The City of Cape Town has made a decision to re-design health care services to ensure mothers and babies are seen as a pair, receiving integrated care starting from the time of conception and extending for as long as required. Basic Ante-Natal Care (BANC) services were first rolled out to all City of Cape Town health facilities; Post-Natal care was subsequently made available at all clinics; and finally, efforts are now being made to integrate Mom and child care as ‘one stop shop’.

Amongst other issues the integration of mom and baby care means that during BANC appointments, future moms can be given the baby’s Road to Health Card ahead of time, taught about the importance of loving and talking to the baby in the womb and make sure she is ‘connected’ for extended support. The early follow-up after delivery helps staff pick-up mental health issues and offer support for breastfeeding.

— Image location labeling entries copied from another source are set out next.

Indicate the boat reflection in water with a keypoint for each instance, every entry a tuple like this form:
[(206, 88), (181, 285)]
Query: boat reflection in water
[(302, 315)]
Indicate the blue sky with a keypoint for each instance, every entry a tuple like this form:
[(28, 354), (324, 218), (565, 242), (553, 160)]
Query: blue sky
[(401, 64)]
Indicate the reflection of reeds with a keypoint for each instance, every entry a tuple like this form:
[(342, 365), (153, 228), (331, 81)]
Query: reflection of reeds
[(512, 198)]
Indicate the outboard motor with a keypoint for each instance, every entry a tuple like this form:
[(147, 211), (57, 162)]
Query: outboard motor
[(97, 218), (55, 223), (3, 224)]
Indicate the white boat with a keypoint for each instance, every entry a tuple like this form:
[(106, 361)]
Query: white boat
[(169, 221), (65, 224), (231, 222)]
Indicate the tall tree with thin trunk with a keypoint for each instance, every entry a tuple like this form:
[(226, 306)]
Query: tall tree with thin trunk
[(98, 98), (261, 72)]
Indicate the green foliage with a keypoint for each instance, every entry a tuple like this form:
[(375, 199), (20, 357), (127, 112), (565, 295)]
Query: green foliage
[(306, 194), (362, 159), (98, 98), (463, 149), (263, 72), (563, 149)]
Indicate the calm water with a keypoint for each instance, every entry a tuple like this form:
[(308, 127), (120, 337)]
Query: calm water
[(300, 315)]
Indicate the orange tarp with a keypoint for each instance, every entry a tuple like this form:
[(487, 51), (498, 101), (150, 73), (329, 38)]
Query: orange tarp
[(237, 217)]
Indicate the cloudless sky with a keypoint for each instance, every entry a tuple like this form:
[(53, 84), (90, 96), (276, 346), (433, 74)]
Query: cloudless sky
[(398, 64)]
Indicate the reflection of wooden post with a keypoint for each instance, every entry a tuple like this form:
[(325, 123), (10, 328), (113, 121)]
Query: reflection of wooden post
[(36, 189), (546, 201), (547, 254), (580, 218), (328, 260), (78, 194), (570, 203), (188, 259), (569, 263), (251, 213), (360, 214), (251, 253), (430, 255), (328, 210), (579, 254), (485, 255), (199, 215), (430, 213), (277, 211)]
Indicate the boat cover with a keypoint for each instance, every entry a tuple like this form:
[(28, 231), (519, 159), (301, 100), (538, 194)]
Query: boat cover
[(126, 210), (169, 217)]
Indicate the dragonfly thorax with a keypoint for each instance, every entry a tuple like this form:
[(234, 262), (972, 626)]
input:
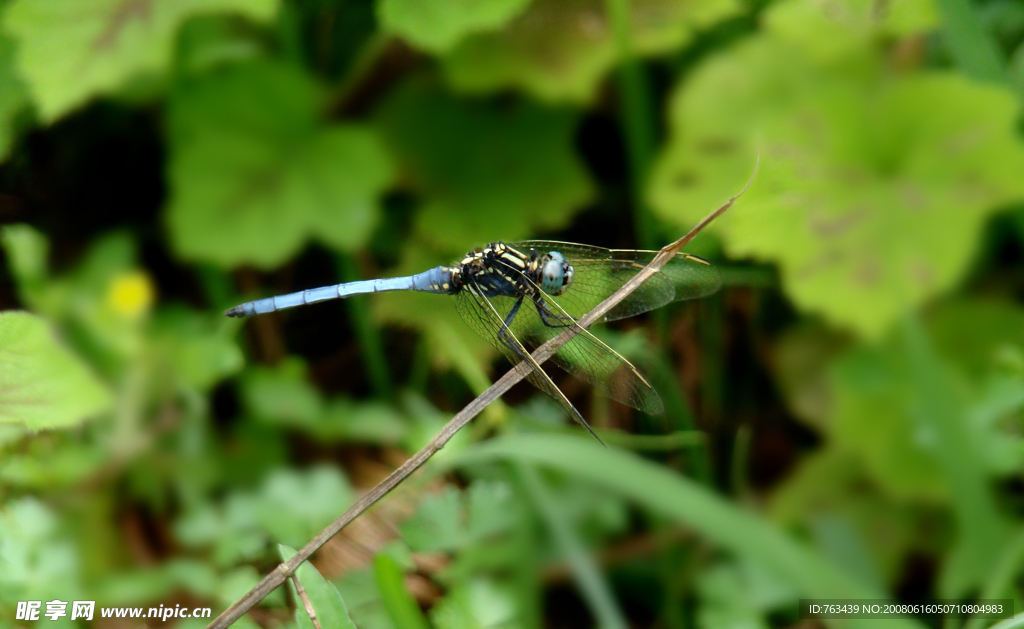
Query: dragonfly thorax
[(502, 270)]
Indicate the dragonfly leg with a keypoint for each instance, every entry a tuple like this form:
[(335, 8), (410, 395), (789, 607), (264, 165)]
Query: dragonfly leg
[(552, 320), (504, 333)]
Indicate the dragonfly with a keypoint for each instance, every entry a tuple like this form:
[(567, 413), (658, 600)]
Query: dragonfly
[(518, 295)]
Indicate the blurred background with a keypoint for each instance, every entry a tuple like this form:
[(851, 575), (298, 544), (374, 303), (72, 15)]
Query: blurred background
[(844, 419)]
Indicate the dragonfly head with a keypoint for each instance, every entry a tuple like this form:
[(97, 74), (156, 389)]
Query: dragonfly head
[(556, 275)]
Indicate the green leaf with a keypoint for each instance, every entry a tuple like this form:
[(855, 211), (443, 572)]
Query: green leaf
[(198, 346), (559, 50), (27, 252), (397, 600), (682, 500), (254, 172), (873, 399), (42, 384), (475, 603), (36, 560), (877, 401), (828, 490), (328, 603), (282, 394), (437, 523), (70, 52), (294, 506), (13, 96), (484, 172), (869, 198), (437, 27)]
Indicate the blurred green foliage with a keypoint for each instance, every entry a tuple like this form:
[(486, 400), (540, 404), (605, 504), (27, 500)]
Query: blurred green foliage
[(844, 419)]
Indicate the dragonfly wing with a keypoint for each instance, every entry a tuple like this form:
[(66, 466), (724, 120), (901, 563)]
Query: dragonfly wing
[(585, 355), (599, 273), (486, 318)]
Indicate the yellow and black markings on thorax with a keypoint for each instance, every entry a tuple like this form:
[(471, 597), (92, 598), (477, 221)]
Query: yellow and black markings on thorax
[(497, 270)]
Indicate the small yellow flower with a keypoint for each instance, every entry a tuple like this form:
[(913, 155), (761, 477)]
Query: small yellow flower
[(130, 294)]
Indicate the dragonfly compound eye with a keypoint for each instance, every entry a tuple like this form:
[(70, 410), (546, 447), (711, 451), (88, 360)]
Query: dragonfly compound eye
[(556, 276)]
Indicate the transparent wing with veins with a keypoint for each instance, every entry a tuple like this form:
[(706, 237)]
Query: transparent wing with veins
[(487, 321)]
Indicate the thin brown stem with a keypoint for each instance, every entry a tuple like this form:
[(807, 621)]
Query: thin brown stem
[(301, 591), (542, 353)]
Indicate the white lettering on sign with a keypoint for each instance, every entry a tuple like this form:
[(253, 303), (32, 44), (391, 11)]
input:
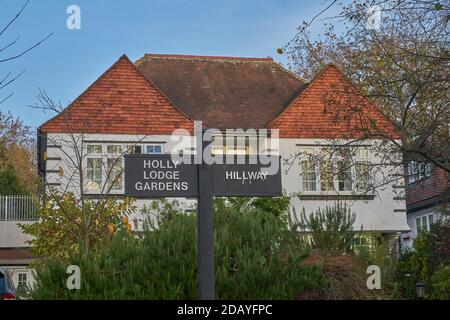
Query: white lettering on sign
[(246, 175), (161, 186), (160, 164), (161, 175)]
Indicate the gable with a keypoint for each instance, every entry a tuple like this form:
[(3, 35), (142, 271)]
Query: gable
[(332, 107), (121, 101), (223, 92)]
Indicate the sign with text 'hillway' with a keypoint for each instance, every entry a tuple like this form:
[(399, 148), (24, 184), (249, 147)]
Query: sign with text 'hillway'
[(155, 176)]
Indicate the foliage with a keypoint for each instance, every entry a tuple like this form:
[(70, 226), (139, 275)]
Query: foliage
[(17, 166), (440, 284), (427, 262), (68, 223), (256, 257), (329, 229), (400, 63)]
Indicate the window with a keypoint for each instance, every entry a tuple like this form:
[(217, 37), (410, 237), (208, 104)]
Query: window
[(22, 280), (308, 175), (236, 145), (94, 149), (326, 176), (114, 173), (154, 149), (362, 175), (137, 149), (94, 173), (424, 223), (344, 176), (418, 171), (343, 169), (114, 149)]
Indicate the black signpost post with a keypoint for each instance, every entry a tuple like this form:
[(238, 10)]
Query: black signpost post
[(157, 176)]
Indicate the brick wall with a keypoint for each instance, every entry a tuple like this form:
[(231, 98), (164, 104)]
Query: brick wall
[(427, 188)]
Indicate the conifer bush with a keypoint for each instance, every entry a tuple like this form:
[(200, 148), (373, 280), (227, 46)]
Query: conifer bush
[(257, 257)]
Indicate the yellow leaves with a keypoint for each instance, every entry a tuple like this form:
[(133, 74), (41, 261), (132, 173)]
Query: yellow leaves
[(111, 228)]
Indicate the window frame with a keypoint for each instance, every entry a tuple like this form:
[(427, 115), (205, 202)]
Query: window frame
[(354, 156)]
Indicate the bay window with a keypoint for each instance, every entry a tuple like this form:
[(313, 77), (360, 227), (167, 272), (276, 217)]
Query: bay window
[(308, 175), (344, 170), (344, 176)]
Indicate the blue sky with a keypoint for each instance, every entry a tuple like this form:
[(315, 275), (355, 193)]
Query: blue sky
[(71, 60)]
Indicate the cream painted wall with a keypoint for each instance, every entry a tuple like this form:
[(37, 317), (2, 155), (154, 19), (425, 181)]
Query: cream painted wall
[(383, 213)]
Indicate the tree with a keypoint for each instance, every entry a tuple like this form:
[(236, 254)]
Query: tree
[(17, 162), (9, 78), (63, 230), (10, 183), (400, 62), (72, 218)]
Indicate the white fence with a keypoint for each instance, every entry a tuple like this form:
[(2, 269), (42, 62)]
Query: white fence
[(18, 208)]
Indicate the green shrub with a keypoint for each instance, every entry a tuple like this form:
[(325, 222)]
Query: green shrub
[(257, 257), (427, 262), (440, 284), (329, 230)]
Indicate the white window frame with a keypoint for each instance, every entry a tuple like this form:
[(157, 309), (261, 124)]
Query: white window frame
[(93, 156), (429, 220), (418, 171), (357, 155), (19, 281)]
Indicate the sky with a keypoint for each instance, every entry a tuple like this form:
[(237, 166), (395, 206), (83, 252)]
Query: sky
[(69, 61)]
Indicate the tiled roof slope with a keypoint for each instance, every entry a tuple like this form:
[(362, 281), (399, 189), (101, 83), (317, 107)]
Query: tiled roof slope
[(121, 101), (223, 92), (309, 115)]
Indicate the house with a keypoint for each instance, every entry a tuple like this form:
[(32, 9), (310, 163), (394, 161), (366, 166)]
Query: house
[(427, 197), (15, 255), (137, 106)]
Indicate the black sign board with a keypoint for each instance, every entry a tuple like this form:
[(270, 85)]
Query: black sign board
[(250, 179), (157, 176)]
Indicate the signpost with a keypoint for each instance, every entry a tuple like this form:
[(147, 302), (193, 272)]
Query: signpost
[(156, 176)]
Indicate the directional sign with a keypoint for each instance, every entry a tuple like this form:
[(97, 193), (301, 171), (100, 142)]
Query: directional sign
[(155, 176), (246, 180)]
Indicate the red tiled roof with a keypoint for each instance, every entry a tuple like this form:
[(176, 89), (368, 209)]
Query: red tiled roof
[(223, 92), (160, 93), (308, 116), (120, 101)]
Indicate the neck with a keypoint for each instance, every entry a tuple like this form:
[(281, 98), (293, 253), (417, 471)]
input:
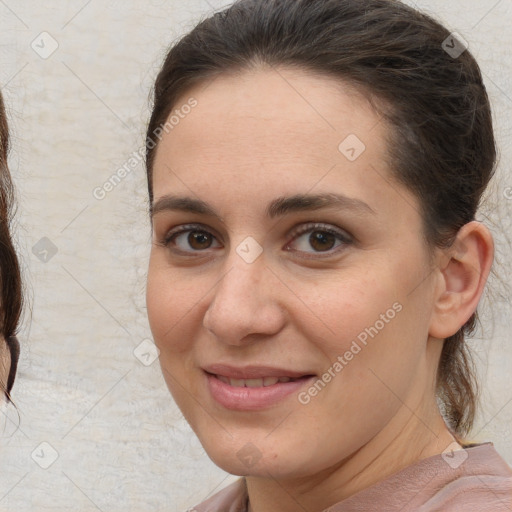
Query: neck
[(382, 456)]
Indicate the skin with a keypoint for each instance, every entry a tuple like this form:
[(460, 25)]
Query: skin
[(269, 133)]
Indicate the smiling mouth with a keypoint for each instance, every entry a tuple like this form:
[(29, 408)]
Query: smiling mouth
[(256, 383)]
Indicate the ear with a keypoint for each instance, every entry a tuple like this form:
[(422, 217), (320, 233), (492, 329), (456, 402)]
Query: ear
[(463, 271)]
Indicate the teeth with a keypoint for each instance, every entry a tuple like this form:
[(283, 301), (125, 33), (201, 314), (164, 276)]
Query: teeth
[(253, 383)]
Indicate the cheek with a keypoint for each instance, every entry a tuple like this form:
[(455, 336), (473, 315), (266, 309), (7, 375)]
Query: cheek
[(173, 302)]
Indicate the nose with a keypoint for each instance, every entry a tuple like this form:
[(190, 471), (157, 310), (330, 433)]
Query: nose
[(245, 306)]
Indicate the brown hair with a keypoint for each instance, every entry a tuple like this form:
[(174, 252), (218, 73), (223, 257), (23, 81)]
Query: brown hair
[(441, 142), (10, 277)]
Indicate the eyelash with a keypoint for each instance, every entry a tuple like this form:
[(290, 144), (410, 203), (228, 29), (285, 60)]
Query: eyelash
[(340, 235)]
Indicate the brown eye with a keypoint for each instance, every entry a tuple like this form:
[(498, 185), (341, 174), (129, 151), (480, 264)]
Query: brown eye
[(190, 239), (314, 239), (200, 240), (322, 240)]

Principles of design methodology are used to design the offering of these services for Mom and baby together in a more cost-effective way to identify and address problems that otherwise might play out negatively in the first thousand days of the life of the child. The well-being of the mother, including the provision of a safe FP method to prevent unintended pregnancies is just as important.

Finally, the development of integrated adult stationary (patient records) to facilitate the work of clinicians, prompting them to surface the history and take necessary action, holds great promise for clients to receive the care they need without being sent from pillar to post. The structured approach also facilitates data collection for audits and for monitoring and evaluation of programmes implementation and outcomes. Again, service design principles involving the full array of role-players have been applied to arrive at a format that is ready to be piloted.

More broadly, in relation to the rest of the City, we are spearheading a re-orientation of our service delivery approach to one that is more customer-centric. We are looking to include citizens more actively in consideration around service delivery and design and ensuring that our primary metrics of delivery are of how well we are meeting customer needs/expectations.